The Global New Car Assessment Programme (Global NCAP) recently tested a few made-in-India cars, including the Maruti Suzuki WagonR, in the sixth round of the #SaferCarsForIndia campaign. There, the hatchback scored a poor 2-star rating for both adult and child protection.
Global NCAP tested the base variant of the WagonR, which sadly offers neither a passenger airbag nor front seatbelts with pretensioners and load limiters as standard equipment. While you can add these features under the optional package for a Rs 7,000 premium, the bodyshell integrity of the WagonR will remain unstable as tested.
As with all Global NCAP tests, the WagonR was crash tested at 64kmph. However, its body shell was not capable of withstanding higher speeds. This doesn’t come as a surprise as the body shell integrity of all the Marutis tested by Global NCAP, except for the Vitara Brezza, were rated unstable. Even the latest-gen Swift, which also scored a dismal 2 star rating, was rated the same.

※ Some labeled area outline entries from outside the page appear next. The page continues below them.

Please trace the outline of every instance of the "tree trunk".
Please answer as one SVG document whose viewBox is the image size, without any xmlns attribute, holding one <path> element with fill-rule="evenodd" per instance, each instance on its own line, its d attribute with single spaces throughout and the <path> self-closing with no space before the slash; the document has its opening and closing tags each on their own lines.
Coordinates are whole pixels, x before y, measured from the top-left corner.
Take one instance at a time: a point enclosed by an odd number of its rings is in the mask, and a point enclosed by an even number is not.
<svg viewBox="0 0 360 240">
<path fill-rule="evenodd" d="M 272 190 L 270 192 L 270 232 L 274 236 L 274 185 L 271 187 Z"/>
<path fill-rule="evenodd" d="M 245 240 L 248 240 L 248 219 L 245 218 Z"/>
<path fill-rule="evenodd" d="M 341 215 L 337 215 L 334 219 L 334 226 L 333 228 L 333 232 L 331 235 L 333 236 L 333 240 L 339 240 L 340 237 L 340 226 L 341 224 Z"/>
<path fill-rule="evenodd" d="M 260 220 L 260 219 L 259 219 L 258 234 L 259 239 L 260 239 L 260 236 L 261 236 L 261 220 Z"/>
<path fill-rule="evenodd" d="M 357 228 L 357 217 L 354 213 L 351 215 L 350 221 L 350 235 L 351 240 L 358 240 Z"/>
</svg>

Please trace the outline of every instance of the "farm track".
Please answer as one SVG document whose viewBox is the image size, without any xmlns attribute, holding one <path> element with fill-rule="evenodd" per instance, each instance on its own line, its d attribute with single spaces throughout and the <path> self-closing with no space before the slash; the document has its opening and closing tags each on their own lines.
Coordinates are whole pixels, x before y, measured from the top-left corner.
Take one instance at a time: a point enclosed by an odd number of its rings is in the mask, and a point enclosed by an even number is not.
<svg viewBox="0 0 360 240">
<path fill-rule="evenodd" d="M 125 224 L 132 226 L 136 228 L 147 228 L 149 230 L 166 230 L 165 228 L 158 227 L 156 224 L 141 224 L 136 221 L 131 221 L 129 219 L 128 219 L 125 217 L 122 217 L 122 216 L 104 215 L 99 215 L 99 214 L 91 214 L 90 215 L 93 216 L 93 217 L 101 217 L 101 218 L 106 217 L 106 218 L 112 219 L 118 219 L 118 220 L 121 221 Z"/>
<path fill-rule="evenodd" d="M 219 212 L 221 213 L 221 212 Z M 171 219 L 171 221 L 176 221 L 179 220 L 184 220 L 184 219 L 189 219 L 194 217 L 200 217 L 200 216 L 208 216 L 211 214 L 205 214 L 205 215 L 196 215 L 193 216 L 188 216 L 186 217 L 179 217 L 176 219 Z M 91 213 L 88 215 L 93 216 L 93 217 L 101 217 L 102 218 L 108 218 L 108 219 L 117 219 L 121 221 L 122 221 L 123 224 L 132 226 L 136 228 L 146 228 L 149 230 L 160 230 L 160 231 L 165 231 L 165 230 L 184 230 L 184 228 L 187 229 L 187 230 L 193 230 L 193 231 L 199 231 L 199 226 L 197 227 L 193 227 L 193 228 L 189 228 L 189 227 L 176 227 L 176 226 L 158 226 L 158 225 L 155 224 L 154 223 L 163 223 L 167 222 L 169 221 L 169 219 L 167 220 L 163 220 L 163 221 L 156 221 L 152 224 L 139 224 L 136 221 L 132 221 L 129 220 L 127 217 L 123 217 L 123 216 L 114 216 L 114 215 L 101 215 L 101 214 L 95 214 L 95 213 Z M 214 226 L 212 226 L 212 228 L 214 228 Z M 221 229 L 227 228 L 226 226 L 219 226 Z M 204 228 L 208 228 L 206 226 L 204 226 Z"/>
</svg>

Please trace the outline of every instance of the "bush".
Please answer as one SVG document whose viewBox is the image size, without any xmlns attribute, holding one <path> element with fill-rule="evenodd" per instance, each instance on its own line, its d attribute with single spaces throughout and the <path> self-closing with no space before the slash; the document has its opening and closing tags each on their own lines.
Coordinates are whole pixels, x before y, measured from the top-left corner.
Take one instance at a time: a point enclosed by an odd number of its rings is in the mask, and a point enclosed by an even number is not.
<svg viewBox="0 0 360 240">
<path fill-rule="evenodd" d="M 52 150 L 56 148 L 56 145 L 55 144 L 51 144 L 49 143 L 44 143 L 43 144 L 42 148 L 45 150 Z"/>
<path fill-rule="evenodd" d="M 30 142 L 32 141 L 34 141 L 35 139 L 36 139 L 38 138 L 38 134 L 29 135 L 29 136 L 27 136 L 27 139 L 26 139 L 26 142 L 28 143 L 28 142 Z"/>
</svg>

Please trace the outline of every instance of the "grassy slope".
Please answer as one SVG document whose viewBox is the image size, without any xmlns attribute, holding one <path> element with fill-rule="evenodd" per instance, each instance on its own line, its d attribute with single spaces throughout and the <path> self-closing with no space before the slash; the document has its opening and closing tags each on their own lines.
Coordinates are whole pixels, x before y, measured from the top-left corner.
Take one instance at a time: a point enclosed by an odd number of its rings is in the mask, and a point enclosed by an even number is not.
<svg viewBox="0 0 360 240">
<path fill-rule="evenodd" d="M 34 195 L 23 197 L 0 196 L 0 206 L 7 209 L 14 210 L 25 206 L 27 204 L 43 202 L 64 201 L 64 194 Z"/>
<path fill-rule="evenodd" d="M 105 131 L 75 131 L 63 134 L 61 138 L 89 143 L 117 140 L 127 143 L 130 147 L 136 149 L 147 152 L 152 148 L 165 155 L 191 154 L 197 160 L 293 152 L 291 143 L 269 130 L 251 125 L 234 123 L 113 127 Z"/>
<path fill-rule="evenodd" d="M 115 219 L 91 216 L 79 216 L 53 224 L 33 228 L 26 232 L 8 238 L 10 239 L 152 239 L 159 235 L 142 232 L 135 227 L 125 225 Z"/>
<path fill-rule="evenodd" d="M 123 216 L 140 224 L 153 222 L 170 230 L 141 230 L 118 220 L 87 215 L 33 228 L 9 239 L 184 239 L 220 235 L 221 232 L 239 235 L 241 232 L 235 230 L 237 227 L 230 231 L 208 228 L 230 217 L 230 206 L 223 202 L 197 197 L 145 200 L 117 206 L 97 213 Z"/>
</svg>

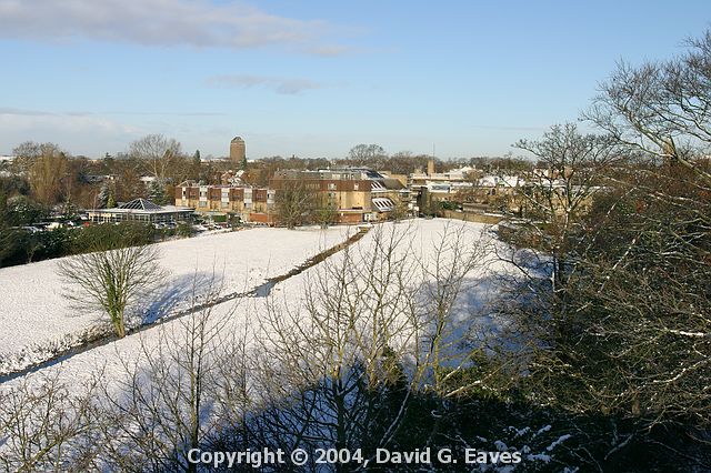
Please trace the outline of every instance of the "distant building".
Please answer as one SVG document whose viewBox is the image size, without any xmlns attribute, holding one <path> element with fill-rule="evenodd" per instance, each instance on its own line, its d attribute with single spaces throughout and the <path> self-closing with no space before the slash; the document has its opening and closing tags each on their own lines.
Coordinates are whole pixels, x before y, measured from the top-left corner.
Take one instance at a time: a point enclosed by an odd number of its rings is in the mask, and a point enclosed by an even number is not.
<svg viewBox="0 0 711 473">
<path fill-rule="evenodd" d="M 206 215 L 237 214 L 246 222 L 268 222 L 274 191 L 250 185 L 201 185 L 186 181 L 176 187 L 176 205 L 191 207 Z"/>
<path fill-rule="evenodd" d="M 230 161 L 239 164 L 246 157 L 247 147 L 244 144 L 244 140 L 242 140 L 241 137 L 232 138 L 232 141 L 230 141 Z"/>
<path fill-rule="evenodd" d="M 364 168 L 278 171 L 269 187 L 279 194 L 292 182 L 329 202 L 339 223 L 384 220 L 409 195 L 399 180 Z"/>
<path fill-rule="evenodd" d="M 176 205 L 160 207 L 146 199 L 134 199 L 113 209 L 89 211 L 94 223 L 137 221 L 146 223 L 182 222 L 192 219 L 194 209 Z"/>
</svg>

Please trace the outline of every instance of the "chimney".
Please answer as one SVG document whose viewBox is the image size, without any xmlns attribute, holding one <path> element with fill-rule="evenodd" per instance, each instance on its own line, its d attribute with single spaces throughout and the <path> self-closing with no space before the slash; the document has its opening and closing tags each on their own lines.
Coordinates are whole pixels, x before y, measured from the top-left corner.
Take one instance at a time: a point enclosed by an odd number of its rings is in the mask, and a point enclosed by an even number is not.
<svg viewBox="0 0 711 473">
<path fill-rule="evenodd" d="M 434 174 L 434 160 L 428 160 L 427 162 L 427 175 L 432 175 Z"/>
</svg>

Adult protection test results:
Good: The Driver and Passenger’s head, Driver’s neck Adequate: Passenger’s neck Marginal: Driver and Passenger’s knees Weak: Driver and passenger’s chest Poor: None
Child protection test results:
It scored 2 stars for child protection. There’s no 3-point belt for the middle passenger and it does not offer ISOFIX child seat anchorages as well. The child seat for the 3-year-old, installed facing forward with an adult seatbelt, was not able to prevent excessive forward movement during the impact. In fact, the 3-year-old child restraint system (CRS) failed during the test. The 18-month-old CRS, which was also installed using the rearward facing adult seatbelt, provided good protection for the head but was still vulnerable for the chest.